Today is the anniversary of the last day of the past. On September 12, 2001, things started changing in America. Seeds had been planted: seeds of ideas, seeds of change, and seeds of terror. The terror seeds put the great majority of us into a damaged state that to looks, feels, sounds and smells to me like post-traumatic stress disorder (PTSD). Like countless PTSD victims, many of us went into avoidance, quickly building up what seemed like walls of defenses to secure us from ever having to live through that again, and brought entire countries right down with us.
The western medical community mostly agrees now that PTSD is a serious condition brought on by extreme trauma, and it is diagnosed by its symptoms:
- Intrusive memories, presenting as flasbacks and/or dreams;
- Hyperousal, presenting as being easily startled, hearing or seeing things that are not real, insomnia, irritability, anger, and/or self-destructive behavior;
- and avoidance, presenting as avoiding talking about the trauma, emotional numbness or coldness, memory and concentration problems, difficulty maintaining intimate relationships, and depression.
As detailed by the Washington Post recently, our nation built a security infrastructure at rapid speed (visit the entire Top Secret America site for yourself), out of the scraps of our fear, and now we have a web of lies, silos, back alleys, secret technology and laws that have completely stripped our privacy and our civil rights. It hangs over our heads, lurks around us in the shadows and hides in plain sight on our phones, computers and police cars. But like any defense put up by the traumatized mind, it is full of holes, too thin to hold from the very start, and frays.

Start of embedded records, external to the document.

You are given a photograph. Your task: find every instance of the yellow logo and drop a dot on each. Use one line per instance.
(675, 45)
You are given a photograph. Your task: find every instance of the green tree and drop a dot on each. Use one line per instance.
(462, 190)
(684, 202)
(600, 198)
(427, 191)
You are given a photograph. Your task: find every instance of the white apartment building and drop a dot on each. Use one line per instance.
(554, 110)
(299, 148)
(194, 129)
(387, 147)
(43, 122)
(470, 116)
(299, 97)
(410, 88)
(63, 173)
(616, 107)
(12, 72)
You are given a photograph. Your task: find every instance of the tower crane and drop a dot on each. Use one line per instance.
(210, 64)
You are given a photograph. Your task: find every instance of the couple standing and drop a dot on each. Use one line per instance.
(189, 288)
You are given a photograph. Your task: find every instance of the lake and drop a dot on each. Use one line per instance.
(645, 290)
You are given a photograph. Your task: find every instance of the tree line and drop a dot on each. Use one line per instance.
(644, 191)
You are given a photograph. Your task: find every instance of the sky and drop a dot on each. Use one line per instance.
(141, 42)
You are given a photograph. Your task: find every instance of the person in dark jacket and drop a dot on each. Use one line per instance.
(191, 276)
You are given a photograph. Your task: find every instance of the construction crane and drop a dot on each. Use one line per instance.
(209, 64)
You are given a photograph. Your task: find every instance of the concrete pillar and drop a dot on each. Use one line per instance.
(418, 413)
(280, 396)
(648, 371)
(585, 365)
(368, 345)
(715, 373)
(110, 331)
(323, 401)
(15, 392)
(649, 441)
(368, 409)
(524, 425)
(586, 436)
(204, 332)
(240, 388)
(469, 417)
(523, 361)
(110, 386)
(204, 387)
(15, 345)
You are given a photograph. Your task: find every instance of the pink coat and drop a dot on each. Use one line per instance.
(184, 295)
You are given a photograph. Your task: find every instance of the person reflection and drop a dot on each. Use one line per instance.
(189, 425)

Complex PTSD (what I like to call the Tackabery variant in my lighter moods) causes psychiatric injury (brain damage which appears in brain scans) and results from repeated exposure to traumatic stress. It’s not just the event–it’s the events. Again, and again, and again. A major marker of complex PTSD is captivity–the inability to escape from the traumatic stress. Abused and molested children and spouses in abusive domestic situations (ding ding ding!) are obvious examples.
It may seem a stretch to some that an entire nation could be experiencing complex PTSD, but I see the signs. Barriers built up via psychological, electronic and other means, which put the bad guys on one side and us, the poor innocent Americans, on the other? Classic avoidance behavior. Just like the vet who holes up in his house with a gun and shoots anything that moves. Which pretty much describes the U.S. of A. right now, if you ask me. And the end of that road? Well . . . for me it was suicide, which I survived. Most PTSD victims don’t survive suicide-by-cop, however.
But, you know, it’s just a theory, and hey, I’m on medication. What do I know?